Não existe Brasil acima de tudo. Pelo contrário. O que aparece acima de todos é a proposta do capital, que quer destruir tudo o que é público para poder abocanhar lucros, e junto com ela alguns desejos da família Bolsonaro e seus mentores  relacionados às suas vinganças pessoais. 
A proposta de cortar verbas da educação está diretamente colada a essa duas vias. O empresariado desde há tempos vem buscando botar a mão na fatia graúda da educação. Assim, sufocar as universidades públicas abre espaço para as universidades privadas de fundo de quintal. Essas que oferecem cursos a 190 reais por mês. Não têm pesquisa, não têm extensão, não têm nada. Apenas um pretenso ensino de uma profissão. É uma ideia furada. Essas universidades não são capazes de formar bons profissionais porque qualquer profissão exige também a experimentação e a relação com o mundo externo à universidade. Os “colegiões” são apenas espaços caça-níqueis que vão enriquecer alguns e deixar milhões no limite da ignorância. 

Qualquer pessoa medianamente informada sabe que são as Universidades Públicas as que são capazes de realizar pesquisas demoradas, essas que realmente mudam a vida e geram patentes. Pesquisas que resolvem problemas práticos da população. E se hoje ainda estamos capengas não é por falta de qualidade nas universidades públicas, mas justamente por conta  do pouco investimento e da atenção demasiada na inovação, que não cria coisa alguma. 
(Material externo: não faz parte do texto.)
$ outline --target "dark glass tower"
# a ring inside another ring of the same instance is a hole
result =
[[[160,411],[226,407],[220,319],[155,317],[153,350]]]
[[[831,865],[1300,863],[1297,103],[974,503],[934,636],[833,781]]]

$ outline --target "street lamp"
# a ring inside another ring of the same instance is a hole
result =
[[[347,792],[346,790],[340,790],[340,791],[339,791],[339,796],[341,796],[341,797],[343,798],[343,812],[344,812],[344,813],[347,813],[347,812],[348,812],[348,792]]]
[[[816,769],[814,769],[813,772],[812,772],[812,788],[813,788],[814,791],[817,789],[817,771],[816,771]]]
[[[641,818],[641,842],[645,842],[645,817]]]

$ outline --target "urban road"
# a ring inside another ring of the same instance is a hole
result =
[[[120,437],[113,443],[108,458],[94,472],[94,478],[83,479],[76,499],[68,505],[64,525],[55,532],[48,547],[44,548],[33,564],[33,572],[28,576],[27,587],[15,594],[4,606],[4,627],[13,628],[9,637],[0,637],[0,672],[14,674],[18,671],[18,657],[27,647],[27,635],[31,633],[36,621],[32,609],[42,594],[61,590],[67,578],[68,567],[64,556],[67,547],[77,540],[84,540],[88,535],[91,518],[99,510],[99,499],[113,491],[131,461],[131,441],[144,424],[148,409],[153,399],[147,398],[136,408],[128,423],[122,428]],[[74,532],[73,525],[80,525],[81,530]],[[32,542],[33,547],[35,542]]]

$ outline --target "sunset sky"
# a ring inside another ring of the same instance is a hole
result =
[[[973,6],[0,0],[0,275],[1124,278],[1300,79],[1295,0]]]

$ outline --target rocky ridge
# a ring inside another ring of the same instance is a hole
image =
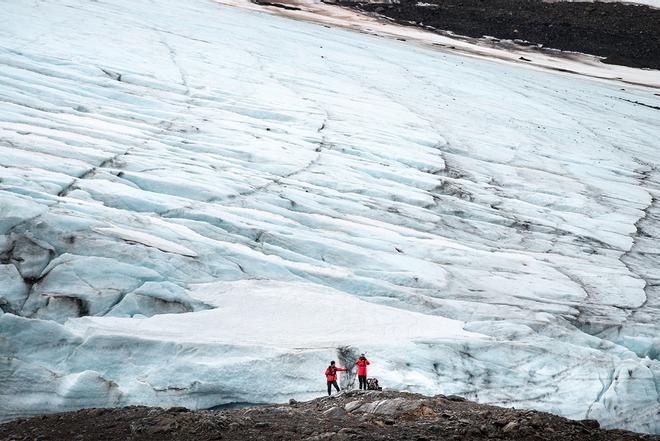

Há quem argumente que o governo quer acabar com a educação por raiva. É fato que há uma pitada disso sim, afinal o governo do PT investiu bastante nas universidades e isso por si só gera um desejo de vingancinha. Mas, não se iludam, a questão não é moral, nem pessoal. O que está realmente em questão é o aprofundamento da dependência tecnológica e intelectual. Os países de periferia precisam produzir matérias primas. Que deixem a ciência para os “grandes”. Afinal, esses grandes precisam vender o conhecimento para a periferia. Como vão fazer se a periferia também pensar e criar novos conhecimentos?  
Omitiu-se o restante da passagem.